Sin embargo, en esta ocasión, mi interés no es centrarme en la obra literaria de Lenz, aunque el párrafo anterior puede darnos un perfil bastante claro de su carácter; sino en el proceso de enajenación mental que sufrió durante los últimos quince años de su vida. 

Después de ser expulsado de la compañía de Charlotte Von Stein por el duque de Weimar, debido a los celos de Goethe -una historia muy deliciosa sobre eso que Choderlos de Laclos llamaba las “amistades peligrosas”-, lo que implicaba la ruina económica y social del dramaturgo, Lenz empezó a sufrir de alucinaciones y raptos de violencia que lo llevarían, finalmente, a la locura y la idiocia. La traición de aquel al que consideraba su “hermano” y la muerte, durante el parto, de uno de sus amores platónicos, Cornelia Schlosser, hermana -esta sí real- de Goethe, hicieron que tuviera su primer rapto de esquizofrenia en la casa de uno de sus amigos, C. Kauffmann, y, a inicios de 1778, fuera enviado por él a Waldersbach, en Alsacia, para ser tratado por el pastor J. F. Oberlin.
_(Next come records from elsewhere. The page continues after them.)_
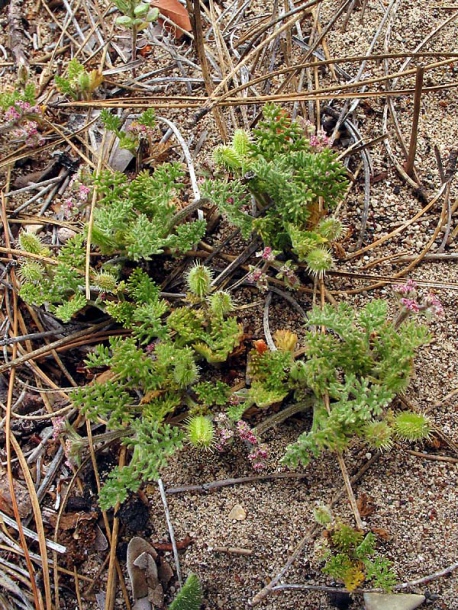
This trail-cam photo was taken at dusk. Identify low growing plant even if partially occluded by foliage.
[54,58,103,101]
[113,0,159,61]
[283,296,439,466]
[205,104,348,275]
[0,84,44,148]
[19,163,205,322]
[314,521,396,592]
[65,266,241,508]
[169,573,203,610]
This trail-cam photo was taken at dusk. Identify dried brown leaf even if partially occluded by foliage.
[150,0,192,39]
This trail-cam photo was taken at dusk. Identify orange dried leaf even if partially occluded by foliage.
[150,0,192,39]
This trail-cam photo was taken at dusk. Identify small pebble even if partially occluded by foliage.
[228,504,246,521]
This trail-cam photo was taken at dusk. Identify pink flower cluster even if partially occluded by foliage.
[247,265,268,290]
[3,100,45,148]
[237,421,269,470]
[237,421,258,445]
[277,261,300,288]
[214,413,269,470]
[310,129,331,150]
[126,121,154,139]
[51,415,66,441]
[400,298,420,313]
[256,246,277,263]
[248,444,269,471]
[64,174,91,218]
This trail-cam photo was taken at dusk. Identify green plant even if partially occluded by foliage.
[67,265,241,508]
[19,164,206,320]
[113,0,159,60]
[0,84,44,148]
[283,300,430,466]
[18,232,91,322]
[169,573,203,610]
[322,522,396,592]
[92,163,205,261]
[54,58,103,101]
[205,104,347,275]
[100,108,156,154]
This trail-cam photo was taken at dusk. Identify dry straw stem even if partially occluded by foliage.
[1,193,46,610]
[250,453,381,606]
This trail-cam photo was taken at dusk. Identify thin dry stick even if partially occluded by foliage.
[105,446,127,610]
[84,129,108,301]
[186,0,228,142]
[393,561,458,591]
[1,201,44,610]
[320,278,364,530]
[406,449,458,464]
[157,479,183,588]
[406,66,425,177]
[0,318,109,373]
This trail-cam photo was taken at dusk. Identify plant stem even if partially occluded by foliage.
[253,396,315,436]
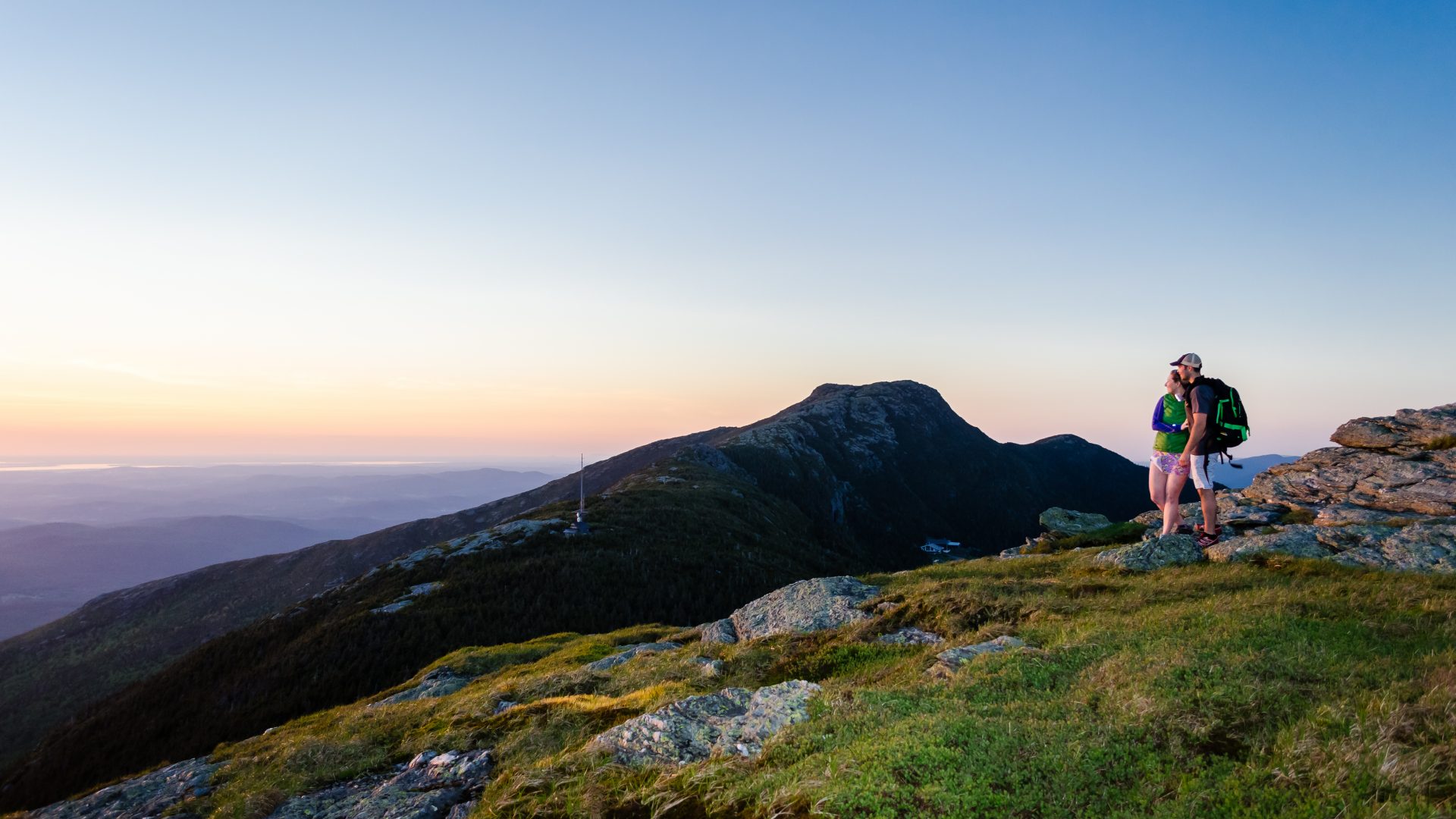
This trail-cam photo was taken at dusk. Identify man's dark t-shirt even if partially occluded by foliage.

En 1835, un escritor de veintidós años, antiguo correligionario desencantado de la Joven Alemania, se ocupó de los diarios de Oberlin y escribió una novela corta que tituló Lenz. El nombre de este autor fue Georg Büchner (1813-1837) y completaría, antes de morir súbitamente de tifoidea dos años después de este librito, esa otra obra hermosa y terrible sobre un pobre soldado -que Herzog llevó tan bien al cine-: Woyzeck

Büchner decidió centrarse en la estancia de Lenz con Oberlin y transcribió, en su nouvelle, muchos de los diálogos anotados por el pastor como el siguiente:

- ¿Su nombre, por favor?
- Lenz.
 - ¡Ah, ah, ah! ¿No es usted escritor? ¿No he leído algunos dramas que se atribuyen a un señor de este nombre?
- Sí, pero tenga a bien no juzgarme por ellos.

Pues bien, esta entrada tenía como justificación el transcribir uno de esos sentidos pasajes, en los que se describe de forma bastante clara, la derrota de Lenz ante una fuerza que no puede contener, pero de la que es consciente en todo momento, hasta el final:

Entretanto su estado se había puesto cada vez más desolado, había desaparecido todo lo que obtuvo de la cercanía de Oberlin y de la paz del valle; el mundo que había querido aprovechar tenía una grieta monstruosa, no sentía odio ni amor ni esperanza, un vacío tremendo y sin embargo un torturante desasosiego por llenarlo. No tenía nada. Lo que hacía, lo hacía con conciencia y sin embargo lo obligaba un instinto interior. Cuando estaba solo se sentía tan horrorosamente solitario que hablaba constantemente en voz alta consigo mismo, llamaba y luego volvía a aterrarse y le parecía como si una voz extraña hubiera hablado con él. En la conversación vacilaba frecuentemente, lo sobrecogía un miedo indescriptible, había perdido el final de una frase; entonces creía que debía retener y decir siempre la última palabra hablada, solo con gran esfuerzo reprimía esos caprichos. […] A veces sentía un impulso irresistible de hacer las cosas que tenía en mientes en el momento y entonces hacía muecas terribles. 

No hay nada de poético en este estado y Büchner, al describir al “poeta fracasado”, lo sabe. Tal vez, porque sus proyectos políticos para Alemania también habían fracasado. Él, como Lenz, había transado, no con la locura, pero sí con una vida más respetable, menos revolucionaria. Por eso, creo que podía suscribir para sí mismo, las últimas palabras que le dedica al hijo de un pastor de Livonia: «Parecía muy lúcido, hablaba con la gente, pero había en él un vacío atroz, ya no sentía angustia ni anhelo; su existencia le era una carga necesaria. Así siguió viviendo».